I spent an excellent afternoon yesterday at the British Museum's exhibition "Hajj: Journey To The Heart of Islam".
Going at half-term was possibly a mistake - the event was clearly at maximum capacity, but I just about got to see everything. If you go, I would recommend getting the exhibition's book, edited by Venetia Porter. Coming in a at a whopping £25 in the museum bookshop, it is a more agreeable £16.32 on Amazon, and contains pretty much everything in terms of pictures, artwork and analysis that you see as you go round.

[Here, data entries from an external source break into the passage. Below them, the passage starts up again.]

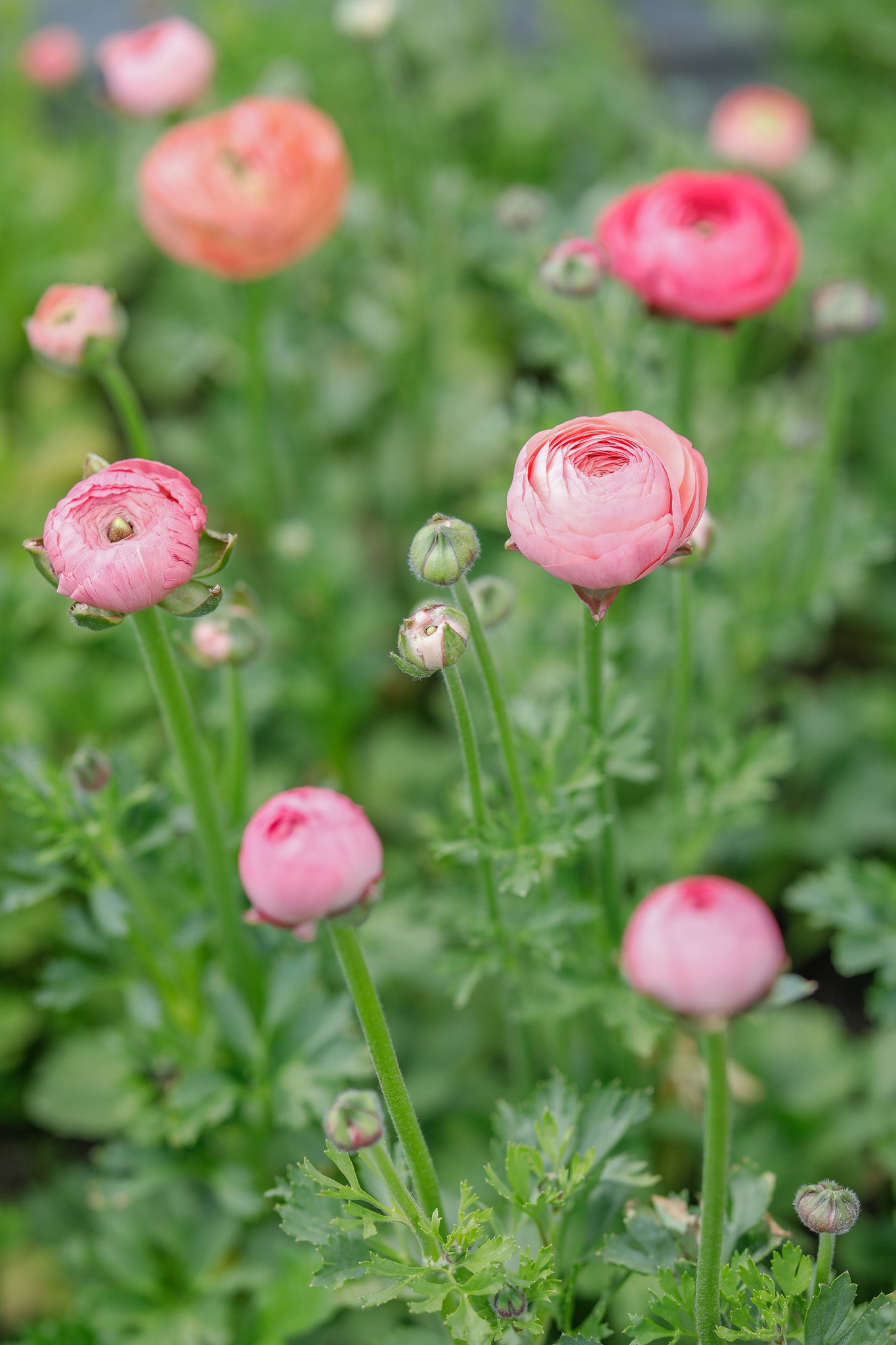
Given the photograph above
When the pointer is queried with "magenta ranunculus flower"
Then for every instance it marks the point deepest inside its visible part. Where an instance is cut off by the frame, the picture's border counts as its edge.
(706, 947)
(308, 854)
(707, 246)
(601, 500)
(70, 317)
(161, 68)
(125, 537)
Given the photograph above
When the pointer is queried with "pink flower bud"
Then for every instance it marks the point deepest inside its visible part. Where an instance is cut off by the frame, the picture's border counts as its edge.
(125, 537)
(53, 57)
(69, 319)
(703, 947)
(245, 191)
(158, 69)
(308, 854)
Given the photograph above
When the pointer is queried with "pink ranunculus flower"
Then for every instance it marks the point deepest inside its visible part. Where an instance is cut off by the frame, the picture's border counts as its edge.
(601, 500)
(70, 317)
(706, 246)
(53, 57)
(308, 854)
(762, 127)
(161, 68)
(245, 191)
(706, 947)
(125, 537)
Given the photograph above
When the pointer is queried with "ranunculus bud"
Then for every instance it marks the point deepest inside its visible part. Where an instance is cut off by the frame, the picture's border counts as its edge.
(826, 1207)
(74, 322)
(431, 639)
(509, 1302)
(706, 947)
(845, 309)
(574, 268)
(308, 854)
(494, 599)
(355, 1121)
(442, 550)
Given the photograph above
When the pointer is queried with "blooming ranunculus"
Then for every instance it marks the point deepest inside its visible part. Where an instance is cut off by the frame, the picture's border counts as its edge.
(245, 191)
(125, 537)
(707, 246)
(70, 317)
(601, 500)
(308, 854)
(761, 127)
(161, 68)
(703, 947)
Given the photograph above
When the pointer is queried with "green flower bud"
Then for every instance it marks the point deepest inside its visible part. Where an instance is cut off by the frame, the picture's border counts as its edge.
(442, 550)
(826, 1207)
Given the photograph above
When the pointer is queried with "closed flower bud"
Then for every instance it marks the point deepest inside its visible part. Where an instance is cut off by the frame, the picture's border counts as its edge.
(826, 1207)
(442, 550)
(355, 1121)
(433, 638)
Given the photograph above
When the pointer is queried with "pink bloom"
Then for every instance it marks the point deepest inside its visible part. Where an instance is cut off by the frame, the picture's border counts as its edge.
(155, 516)
(703, 947)
(762, 127)
(708, 246)
(53, 57)
(308, 854)
(158, 69)
(70, 317)
(246, 191)
(601, 500)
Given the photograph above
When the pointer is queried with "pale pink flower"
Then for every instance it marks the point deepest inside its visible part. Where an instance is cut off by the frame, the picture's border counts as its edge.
(125, 537)
(53, 57)
(601, 500)
(706, 947)
(161, 68)
(70, 317)
(308, 854)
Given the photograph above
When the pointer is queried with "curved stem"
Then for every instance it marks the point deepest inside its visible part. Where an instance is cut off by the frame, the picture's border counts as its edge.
(379, 1043)
(715, 1187)
(464, 599)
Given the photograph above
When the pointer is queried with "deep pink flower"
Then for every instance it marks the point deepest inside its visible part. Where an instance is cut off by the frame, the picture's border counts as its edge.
(761, 127)
(133, 569)
(69, 317)
(708, 246)
(158, 69)
(703, 947)
(602, 500)
(308, 854)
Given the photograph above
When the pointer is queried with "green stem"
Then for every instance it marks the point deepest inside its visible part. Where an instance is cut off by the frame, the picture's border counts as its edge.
(715, 1187)
(464, 599)
(379, 1043)
(124, 399)
(190, 752)
(593, 695)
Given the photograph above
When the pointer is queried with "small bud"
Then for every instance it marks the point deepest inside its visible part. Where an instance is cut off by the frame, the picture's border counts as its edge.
(433, 638)
(442, 550)
(574, 268)
(355, 1121)
(826, 1207)
(845, 309)
(494, 598)
(509, 1302)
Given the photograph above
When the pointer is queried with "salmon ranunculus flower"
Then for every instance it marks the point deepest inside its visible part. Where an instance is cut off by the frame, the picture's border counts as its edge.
(245, 191)
(308, 854)
(761, 127)
(161, 68)
(707, 246)
(601, 500)
(125, 537)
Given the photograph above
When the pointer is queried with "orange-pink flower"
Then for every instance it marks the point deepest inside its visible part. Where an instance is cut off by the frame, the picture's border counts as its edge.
(245, 191)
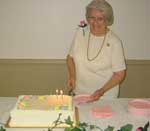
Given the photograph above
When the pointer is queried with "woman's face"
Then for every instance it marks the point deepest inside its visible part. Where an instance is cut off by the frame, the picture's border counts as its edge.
(97, 23)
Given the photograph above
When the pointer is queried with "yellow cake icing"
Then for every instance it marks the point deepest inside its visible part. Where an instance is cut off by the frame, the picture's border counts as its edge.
(41, 111)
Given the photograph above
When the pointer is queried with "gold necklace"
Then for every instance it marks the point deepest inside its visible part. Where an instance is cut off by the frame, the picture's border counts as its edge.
(91, 59)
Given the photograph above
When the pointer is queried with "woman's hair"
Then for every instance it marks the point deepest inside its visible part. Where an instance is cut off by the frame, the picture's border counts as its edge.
(103, 6)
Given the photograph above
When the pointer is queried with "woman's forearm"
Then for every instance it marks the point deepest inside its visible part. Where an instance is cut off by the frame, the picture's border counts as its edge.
(71, 67)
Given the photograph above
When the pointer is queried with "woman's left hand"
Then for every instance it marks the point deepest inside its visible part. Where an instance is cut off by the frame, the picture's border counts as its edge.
(96, 95)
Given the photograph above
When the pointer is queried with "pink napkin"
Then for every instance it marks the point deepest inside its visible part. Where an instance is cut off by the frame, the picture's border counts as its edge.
(139, 107)
(81, 99)
(102, 111)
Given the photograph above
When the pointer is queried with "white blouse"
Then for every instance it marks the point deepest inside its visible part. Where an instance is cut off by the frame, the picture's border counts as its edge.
(92, 75)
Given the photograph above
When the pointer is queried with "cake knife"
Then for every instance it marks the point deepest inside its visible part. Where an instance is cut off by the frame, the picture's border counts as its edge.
(71, 92)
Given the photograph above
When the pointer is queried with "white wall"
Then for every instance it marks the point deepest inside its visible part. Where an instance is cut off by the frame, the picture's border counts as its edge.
(44, 28)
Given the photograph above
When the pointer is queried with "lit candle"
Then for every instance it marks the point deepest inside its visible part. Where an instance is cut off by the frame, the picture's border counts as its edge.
(61, 93)
(57, 93)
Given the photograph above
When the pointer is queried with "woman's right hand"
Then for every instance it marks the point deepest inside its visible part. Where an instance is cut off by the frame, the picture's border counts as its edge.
(71, 83)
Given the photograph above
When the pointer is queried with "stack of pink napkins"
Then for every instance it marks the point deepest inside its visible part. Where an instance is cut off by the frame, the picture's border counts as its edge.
(81, 99)
(139, 107)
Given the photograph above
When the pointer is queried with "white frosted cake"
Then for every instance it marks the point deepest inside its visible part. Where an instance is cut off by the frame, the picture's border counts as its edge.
(41, 111)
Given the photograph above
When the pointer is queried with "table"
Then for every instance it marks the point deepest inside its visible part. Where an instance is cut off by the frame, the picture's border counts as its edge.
(119, 106)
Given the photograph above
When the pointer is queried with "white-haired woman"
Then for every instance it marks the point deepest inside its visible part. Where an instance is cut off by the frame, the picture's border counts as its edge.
(96, 62)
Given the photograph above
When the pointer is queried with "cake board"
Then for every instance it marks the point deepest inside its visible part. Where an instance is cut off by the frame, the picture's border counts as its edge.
(76, 121)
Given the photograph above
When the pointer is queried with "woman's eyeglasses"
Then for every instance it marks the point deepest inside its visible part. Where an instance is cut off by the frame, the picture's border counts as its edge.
(96, 19)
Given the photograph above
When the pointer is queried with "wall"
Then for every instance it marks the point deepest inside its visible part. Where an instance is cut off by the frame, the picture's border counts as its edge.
(43, 29)
(40, 76)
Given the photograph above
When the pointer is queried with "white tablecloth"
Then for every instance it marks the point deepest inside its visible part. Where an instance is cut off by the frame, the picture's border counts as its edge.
(119, 106)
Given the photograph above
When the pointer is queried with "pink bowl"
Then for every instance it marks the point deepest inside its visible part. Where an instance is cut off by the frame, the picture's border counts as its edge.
(102, 111)
(139, 107)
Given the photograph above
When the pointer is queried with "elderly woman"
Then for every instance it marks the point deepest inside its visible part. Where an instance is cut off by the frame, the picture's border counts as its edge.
(96, 61)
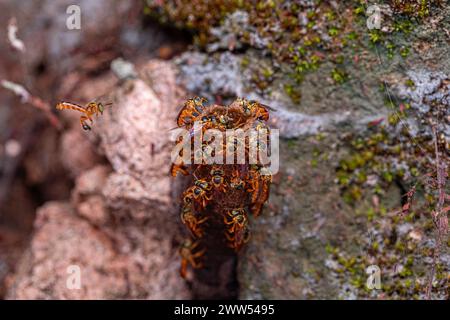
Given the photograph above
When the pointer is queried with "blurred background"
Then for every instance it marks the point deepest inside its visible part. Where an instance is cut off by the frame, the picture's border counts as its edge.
(362, 103)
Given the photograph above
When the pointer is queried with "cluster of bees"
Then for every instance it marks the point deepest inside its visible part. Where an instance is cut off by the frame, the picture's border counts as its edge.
(224, 191)
(228, 191)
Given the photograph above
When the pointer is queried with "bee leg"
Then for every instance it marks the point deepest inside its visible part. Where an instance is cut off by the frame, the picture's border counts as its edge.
(175, 168)
(84, 125)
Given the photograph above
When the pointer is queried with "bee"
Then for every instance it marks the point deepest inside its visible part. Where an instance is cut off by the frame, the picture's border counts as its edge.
(255, 109)
(238, 219)
(191, 221)
(189, 257)
(191, 110)
(92, 108)
(203, 184)
(238, 232)
(236, 182)
(266, 181)
(217, 179)
(198, 194)
(175, 168)
(253, 182)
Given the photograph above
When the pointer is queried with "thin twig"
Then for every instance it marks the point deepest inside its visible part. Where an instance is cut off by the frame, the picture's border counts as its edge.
(34, 101)
(15, 42)
(436, 215)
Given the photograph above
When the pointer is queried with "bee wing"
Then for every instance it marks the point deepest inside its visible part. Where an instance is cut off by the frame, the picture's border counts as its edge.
(268, 108)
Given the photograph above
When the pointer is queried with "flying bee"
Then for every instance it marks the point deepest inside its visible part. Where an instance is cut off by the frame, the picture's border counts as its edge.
(191, 110)
(92, 108)
(192, 221)
(189, 257)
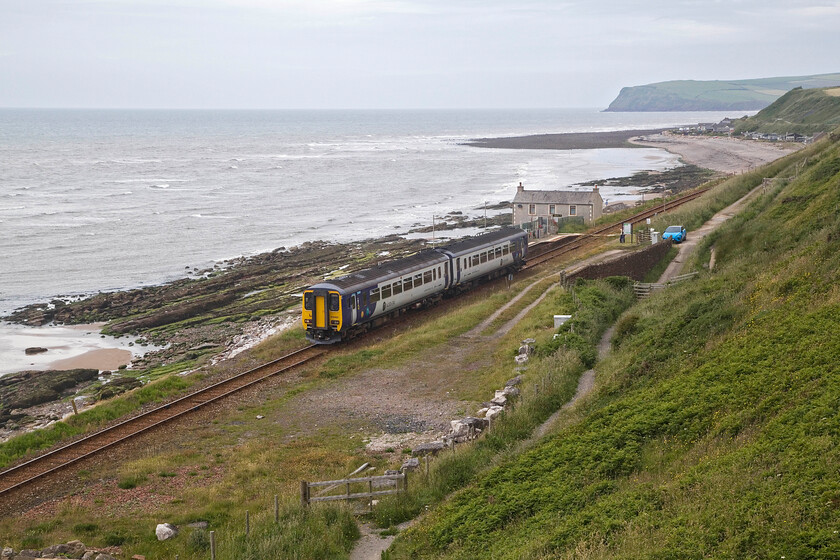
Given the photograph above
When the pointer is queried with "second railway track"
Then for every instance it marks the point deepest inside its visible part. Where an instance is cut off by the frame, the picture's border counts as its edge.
(18, 476)
(38, 468)
(598, 233)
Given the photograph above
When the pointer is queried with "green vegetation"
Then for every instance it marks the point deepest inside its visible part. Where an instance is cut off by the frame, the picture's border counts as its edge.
(93, 418)
(556, 371)
(799, 111)
(714, 428)
(714, 95)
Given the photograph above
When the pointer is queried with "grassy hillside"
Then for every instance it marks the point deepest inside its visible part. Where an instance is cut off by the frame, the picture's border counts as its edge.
(714, 95)
(801, 111)
(713, 431)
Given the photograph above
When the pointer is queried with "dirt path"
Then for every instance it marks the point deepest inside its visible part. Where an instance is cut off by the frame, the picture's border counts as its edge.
(729, 155)
(674, 268)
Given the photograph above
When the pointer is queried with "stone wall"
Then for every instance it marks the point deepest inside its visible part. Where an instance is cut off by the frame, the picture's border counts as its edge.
(635, 264)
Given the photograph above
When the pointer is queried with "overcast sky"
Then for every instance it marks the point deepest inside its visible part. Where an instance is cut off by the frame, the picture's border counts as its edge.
(395, 53)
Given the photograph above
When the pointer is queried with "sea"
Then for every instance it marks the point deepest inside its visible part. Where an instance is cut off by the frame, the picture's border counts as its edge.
(101, 200)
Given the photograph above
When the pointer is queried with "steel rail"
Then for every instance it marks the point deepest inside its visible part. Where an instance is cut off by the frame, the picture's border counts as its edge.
(53, 462)
(599, 232)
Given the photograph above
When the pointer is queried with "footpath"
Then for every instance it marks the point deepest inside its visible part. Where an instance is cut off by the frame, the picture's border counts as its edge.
(371, 545)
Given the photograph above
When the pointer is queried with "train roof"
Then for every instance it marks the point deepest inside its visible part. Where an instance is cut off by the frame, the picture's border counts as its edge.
(388, 269)
(472, 243)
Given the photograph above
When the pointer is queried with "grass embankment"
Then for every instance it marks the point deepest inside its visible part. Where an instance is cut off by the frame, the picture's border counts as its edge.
(551, 379)
(714, 428)
(801, 111)
(216, 471)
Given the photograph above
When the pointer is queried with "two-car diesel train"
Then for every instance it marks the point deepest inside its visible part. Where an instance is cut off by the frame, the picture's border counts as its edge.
(340, 309)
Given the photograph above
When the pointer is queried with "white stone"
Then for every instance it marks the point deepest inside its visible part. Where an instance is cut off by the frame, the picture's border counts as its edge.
(165, 531)
(458, 428)
(499, 400)
(510, 391)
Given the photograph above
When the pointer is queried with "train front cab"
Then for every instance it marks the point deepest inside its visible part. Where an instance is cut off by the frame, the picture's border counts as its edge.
(322, 317)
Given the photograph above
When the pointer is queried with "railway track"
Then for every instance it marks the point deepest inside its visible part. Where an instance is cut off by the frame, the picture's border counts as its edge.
(38, 468)
(541, 256)
(24, 474)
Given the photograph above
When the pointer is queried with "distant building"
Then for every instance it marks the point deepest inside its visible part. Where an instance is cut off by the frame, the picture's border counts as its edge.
(541, 209)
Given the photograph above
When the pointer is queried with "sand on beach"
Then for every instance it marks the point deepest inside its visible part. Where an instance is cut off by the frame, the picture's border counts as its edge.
(101, 359)
(719, 153)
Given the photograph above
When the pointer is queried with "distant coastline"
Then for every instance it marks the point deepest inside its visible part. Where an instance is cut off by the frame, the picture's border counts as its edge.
(566, 140)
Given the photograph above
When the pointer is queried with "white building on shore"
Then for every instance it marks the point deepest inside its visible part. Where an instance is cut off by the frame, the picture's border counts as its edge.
(539, 210)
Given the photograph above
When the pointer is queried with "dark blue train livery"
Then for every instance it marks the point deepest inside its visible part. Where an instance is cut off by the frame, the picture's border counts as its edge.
(340, 309)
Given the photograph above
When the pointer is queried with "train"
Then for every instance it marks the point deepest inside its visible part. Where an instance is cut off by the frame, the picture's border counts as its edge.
(350, 305)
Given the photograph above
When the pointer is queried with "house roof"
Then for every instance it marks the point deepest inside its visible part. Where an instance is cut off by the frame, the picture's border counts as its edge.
(592, 197)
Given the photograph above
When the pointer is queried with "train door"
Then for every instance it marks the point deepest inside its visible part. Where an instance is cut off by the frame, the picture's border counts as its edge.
(320, 318)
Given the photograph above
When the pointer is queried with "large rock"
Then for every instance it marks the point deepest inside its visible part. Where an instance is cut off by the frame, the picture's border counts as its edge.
(72, 549)
(475, 423)
(510, 391)
(514, 381)
(430, 448)
(500, 399)
(494, 412)
(457, 428)
(410, 464)
(165, 531)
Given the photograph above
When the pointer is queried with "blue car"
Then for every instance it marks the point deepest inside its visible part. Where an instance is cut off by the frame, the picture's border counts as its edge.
(674, 233)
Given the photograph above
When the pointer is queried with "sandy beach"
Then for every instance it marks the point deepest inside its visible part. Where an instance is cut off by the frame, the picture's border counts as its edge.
(719, 153)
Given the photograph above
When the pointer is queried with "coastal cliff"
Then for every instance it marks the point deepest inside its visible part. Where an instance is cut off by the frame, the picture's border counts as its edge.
(714, 95)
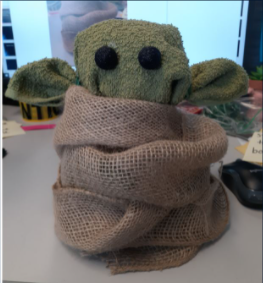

Amongst the chapters we have British Muslim intellectual Ziauddin Sardar weighting in with the "Hajj After 1950". This period sees the rapid expansion of pilgrimage, as factors such as the development of the jet engine and coach travel, the Islamic resurgence and Saudi oil money dramatically alter both supply and demand.
Anyone who has read Sardar's excellent "Desperately Seeking Paradise: Journeys of a Sceptical Muslim" will be aware of his work at the Hajj Research Centre, carrying out analysis on the effects of millions of pilgrims travelling to Saudi Arabia. The work of these British exiles briefly brought them into conflict with construction company the Bin Laden Group “as zealous in its development work as it was in its religious outlook” (p.133) In time Sardar was to be repelled by the commercialisation and over-development at the country’s religious sites.
As might be expected from an exhibition sponsored by (amongst others) the King Abdulaziz Public library in Riyadh, there is no mention of the Bin Laden group's sterling work on re-developing Mecca. And whilst Sardar's chapter tells us much about concern for the environment, or new extensions and development work to the Kingdom's religious sites, and even the Saudi Princes overseeing such work, there is diplomatically no mention whatsoever of the company who actually did that work.
The Bin Laden group is placed, for western public consumption at least, firmly behind the scenes.